Create an energized, fluid tango by learning to stop

Tango pauses vs. micropauses

I think of the pauses in tango as the white space around a haiku on a printed page. To have a lovely dance, you choose when to move and when to pause so that your dance has music and spatial flow. This is NOT what I am talking about today.

What I want to discuss today is the question that three people have asked me in the last week: “Why are you making me stop at the end of each step???” The argument is that they don’t SEE anyone doing what I ask them to do when we are working on the deep technique of tango.

I call these tiny moments “micro pauses” within the dance. You don’t see these mini stops when watching someone dance, but they form the basis for a fluid dance that SEEMS to not stop between steps. The human eye likes to track movement, and once you have mastered these micro pauses, even your partner may not be aware of them. When you watch people dance on video, especially performers, remember that a. no one is in their way and b. this is a choreography. Therefore, the partner already knows what is coming next and they aren’t going to hit anyone if they can’t change direction.

Micro pauses improve your balance

When you are learning to finish/start each move on balance, you must stop as long as you need to get completely on axis. At first, this will feel like you are doing the graduation walk REALLY SLOWLY (hum Pomp and Circumstance as you practice to make it more fun!). It’s hard to get your brain to slow down this far, so check out the exercises below to see how I cheat my brain into slowing down enough to finish each step.
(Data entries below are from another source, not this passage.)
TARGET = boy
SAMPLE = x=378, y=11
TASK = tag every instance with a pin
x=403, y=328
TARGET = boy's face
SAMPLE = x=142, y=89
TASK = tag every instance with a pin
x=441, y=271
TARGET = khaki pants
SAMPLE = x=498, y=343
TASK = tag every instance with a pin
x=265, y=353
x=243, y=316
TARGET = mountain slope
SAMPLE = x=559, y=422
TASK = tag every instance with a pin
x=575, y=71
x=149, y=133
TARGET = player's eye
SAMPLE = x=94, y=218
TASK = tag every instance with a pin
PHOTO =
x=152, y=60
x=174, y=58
It’s ok to put both feet on the floor! On a good day, 1% of your weight might land on that other foot, enough to move a sheet of paper under your foot but not get stuck on the floor. On a day when balance is a challenge, you may have to use that moment to land on both feet, get on balance, and then try again. Which do you prefer: a partner who falls over, or a partner who catches their balance? Yeah, I thought so.

I try to use the end/beginning of each step to adjust my balance and the balance of my partner if I am leading. That way, I never fall too far off balance. I am not perfect by any means, but I have practiced enough that most of the time, my off-balance moments are private, and I fix them before other people must deal with them. This subtle level of awareness adds to your quality of movement and provides your partner with a much nicer, fluid dance overall.

Micro pauses improve your musicality

Micro pauses provide what I think of as the heartbeat of tango: the Bum, Bum, Bum of each step having power, energy, balance, the sensuality of a big cat ready to pounce. Without them, the dance is set in motion and moves down the floor like a robot set in motion: no heartbeat. A dance like that is like a flat line on the heart monitor: it’s dead. Get your tango off life support and use those micro pauses!

Again, if you are completely on balance at the beginning of a move, you have more choices of how to play with the music. If you are off-balance, you usually have only one speed and direction you can go. I like to have choices to play with in the music. This moment gives you time to choose whether to move, to pause, to switch feet, to catch your partner’s balance—way more fun than just walking on the beat for ten minutes.

Exercises towards a balanced, fluid dance

I had to make up exercises to slow my brain down when I learned to finish each step. My brain was SURE that my body had completed a step long before I arrived on axis. I am certain that I am not the only human with this problem :-)

Walking with adornos

The point of the adornos is not to scribble all over the dance: it’s to encourage pauses and to help keep a dynamic balance during pauses. For each step, FINISH the step and then explore the world of your free leg. If you arrive on balance, there is a lot here to mine for quality of movement and musical expression. For me, I started to do this because otherwise I would try to slide through the end of move into the next step, missing that crucial moment where I was between the steps. Mantra: the last step is past; the next step has not yet happened. There is only this moment.

Change direction every step (the grid game)

Pretend you are on a piece of graph paper. For each step, you must step direction forward, side or back, as if on a grid and you CANNOT go two steps in the same direction. Find out which of your steps are easy to finish, which make you fall over, and focus on the difficult ones. Put on music and play with different speeds (or add adornos) to make this feel more like a dance.

Mirror game

Facing a partner but not touching, try to complete steps in slow motion, again changing directions often. Don’t begin a new step until your partner looks like they are totally on balance. For more challenge, pause longer at the pauses sometimes, and other times try to shorten the “micro pause” timing, moving when it feels like your partner has arrived on axis, but before they start to adorn and play.

It gets easier and faster

Remember that when your brain gets this idea fully wired into place, you will suddenly be able to speed up the process to where other people can’t see the micro pause, but they can feel the improvement in your balance, energy, and musicality! It does take patience to slow down enough to really practice this, so good for you for doing the extra work to make your dance truly fluid by pausing!